Demikian pentingnya sunniyyah da`wah dan jama’iyyahnya
sehingga keduanya seakan-akan bayangan dari
“sunnah wal jama’ah” itu sendiri. Hal yang serupa kita dapati hampir di
semua peribadatan utama dalam Islam yaitu menerapkannya secara sunnah dan
secara berjama’ah, seperti pada sholat lima waktu, sholat jum’at, puasa, haji
dan jihad fisabilillah.
Syubhat Amal Jama’i (Organisasi Islam)
Ketika para pelaku da`wah masih belum mengerti besarnya tujuan da`wah dan besarnya
tantangan da`wah yang ada dari pihak musuh-musuh
Islam, maka dengan sendirinya mereka tidak akan menyadari betapa
pentingnya amal jama’i yang kuat.
Ketidak sadaran mereka tentang syumuliyyah (kesempurnaan) tujuan da`wah jelas sekali terlihat dari cara mereka menangani operasionil
dakwah mereka sendiri. Usaha-usaha mereka tidak mengarah kepada penyusunan
barisan pembela da`wah sama sekali, di waktu
musuh-musuh Islam terus menerus menyusun barisan untuk memusuhi Islam.
Mereka seakan tidak menyadari bahwa musuh-musuh sunnah berada di sekeliling
mereka serta mereka seakan-akan berada dalam suatu sistem masyarakat Islami.
Jawaban Syubhat Kejahilan
Perihal ini kita sebut sebagai syubhat, karena kita
tidak dapati kata-kata lain yang lebih dekat kepada hal-hal yang akan kita paparkan
berikut ini:
a)
Menjauhi
amal jama’i karena “Mengira” bahwa arti dari “hizbiyyah“[3]

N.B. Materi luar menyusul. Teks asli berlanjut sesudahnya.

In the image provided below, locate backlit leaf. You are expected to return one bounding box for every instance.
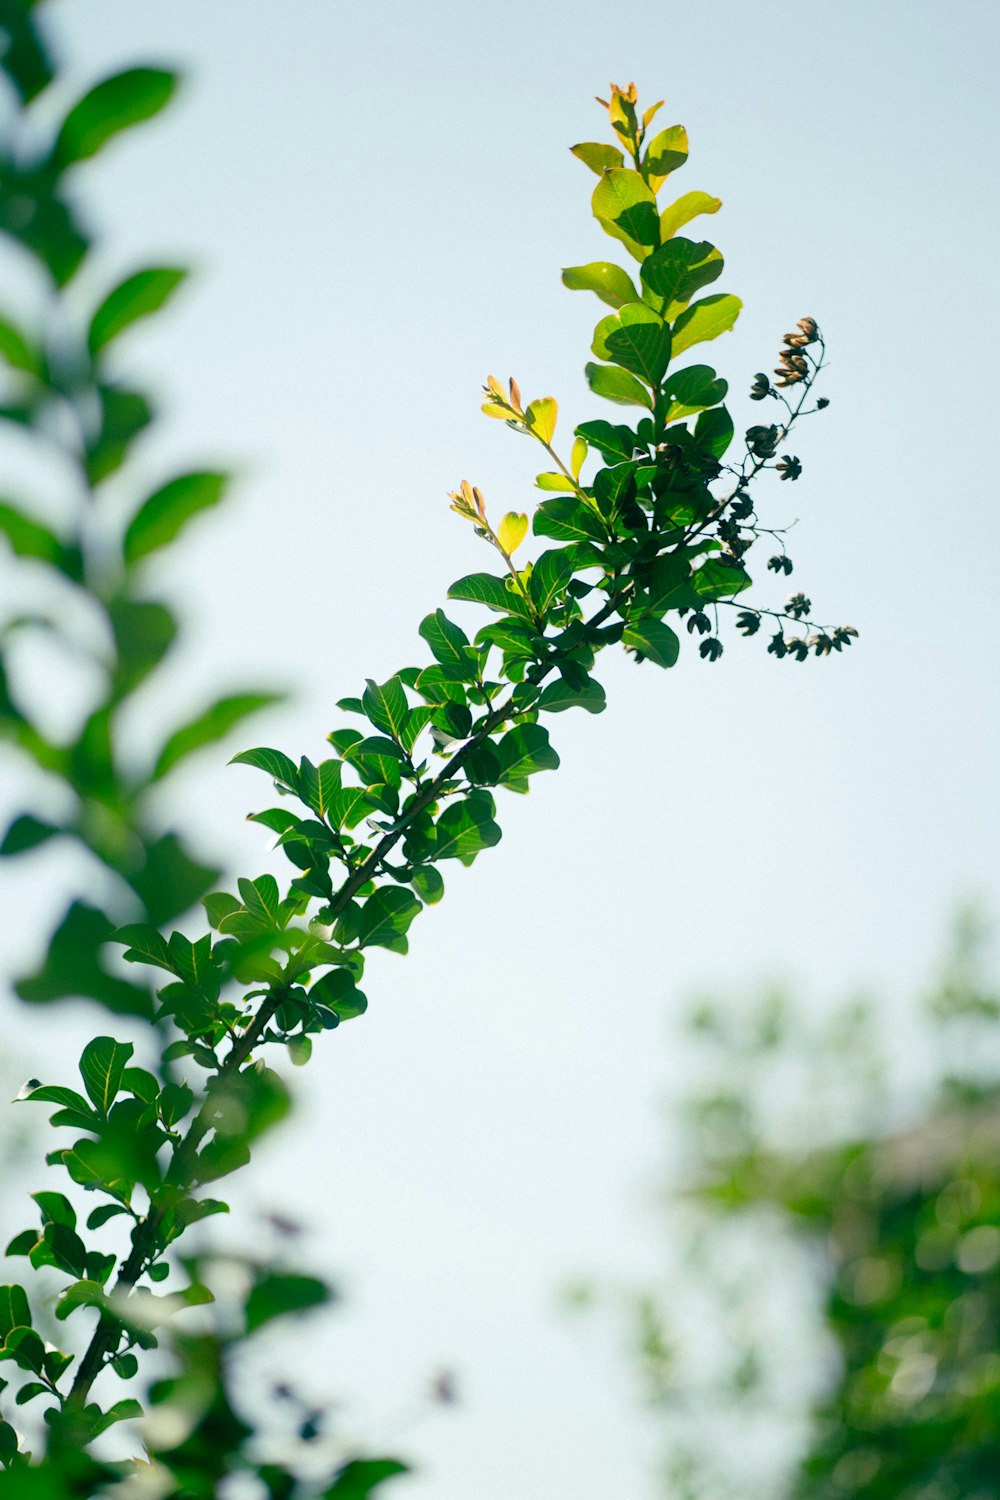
[623,618,680,668]
[79,1037,134,1116]
[584,362,653,409]
[659,191,722,241]
[592,170,660,259]
[643,124,688,191]
[525,397,557,444]
[671,294,742,357]
[561,262,639,309]
[570,141,624,175]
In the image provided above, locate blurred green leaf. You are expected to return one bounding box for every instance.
[88,266,187,355]
[123,471,228,566]
[0,500,81,578]
[16,902,153,1017]
[323,1459,410,1498]
[52,67,178,169]
[245,1273,331,1334]
[86,384,152,482]
[152,692,283,782]
[0,812,60,856]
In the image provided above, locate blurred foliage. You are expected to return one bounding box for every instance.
[618,911,1000,1500]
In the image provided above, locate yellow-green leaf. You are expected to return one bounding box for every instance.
[671,294,743,357]
[592,170,660,260]
[496,511,528,554]
[659,191,722,241]
[643,124,688,192]
[525,397,557,444]
[570,436,588,480]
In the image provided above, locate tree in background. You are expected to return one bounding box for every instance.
[0,3,851,1493]
[609,912,999,1500]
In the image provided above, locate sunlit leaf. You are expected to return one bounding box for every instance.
[561,262,639,309]
[671,293,742,357]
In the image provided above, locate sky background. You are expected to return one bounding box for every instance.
[2,1,999,1495]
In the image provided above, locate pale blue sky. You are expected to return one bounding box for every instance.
[2,2,999,1495]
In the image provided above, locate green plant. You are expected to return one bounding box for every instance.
[0,10,853,1492]
[606,914,1000,1500]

yang banyak dikecam para ulama adalah amal jama’i. Perkiraan seperti ini tidak
bisa ditafsirkan selain syubhat atau kejahilan. Arti hizbiyyah
yang dicela para ulama adalah pemihakan pada suatu pihak bukan karena
kebenaran pihak tersebut, tetapi karena dorongan-dorongan hawa nafsu dan
kecondongan jiwa manusiawi.
Jadi jelas sekali amal jama’i bukanlah hizbiyyah, amal jama’i
adalah bentuk dari suatu amal sedang hizbiyyah
adalah suatu sikap.
b) Sekelompok
dari para pemuda dan da’i mengerti arti dari hizbiyyah yang sebenanya,
tetapi mereka beranggapan bahwa hizbiyyah adalah suatu hal yang pasti
terjadi dalam amal jama’i, oleh karena itu mereka menjauhi amal jama’i dengan
harapan bisa selamat dari hizbiyyah. Mari kita coba bersama menguji
pemikiran mereka.
Kepastian akan timbulnya hizbiyyah pada amal
jama’i memerlukan adanya dalil syar’i atau
hissi. Pada kenyataannya tidak ada di antara mereka yang sanggup
mengemukakan dalil syar’i dalam hal ini. Sedangkan dalil hissi yaitu dalil dari
kenyataan tidak ada pembuktian kepastian timbulnya hizbiyyah pada setiap amal
jama’i.
Hizbiyyah adalah suatu hal
pengikutan hawa nafsu dalam berpihak, hal ini bisa saja terjadi pada amal
jama’i, pada kehidupan bermarga dan berkeluarga, bermasyarakat, bernegara,
bermazhab, berkawan atau bersaudara dan lain-lainnya.
Tidak seharusnya kita
meninggalkan semua tata kehidupan tersebut karena takut terkena hizbiyyah.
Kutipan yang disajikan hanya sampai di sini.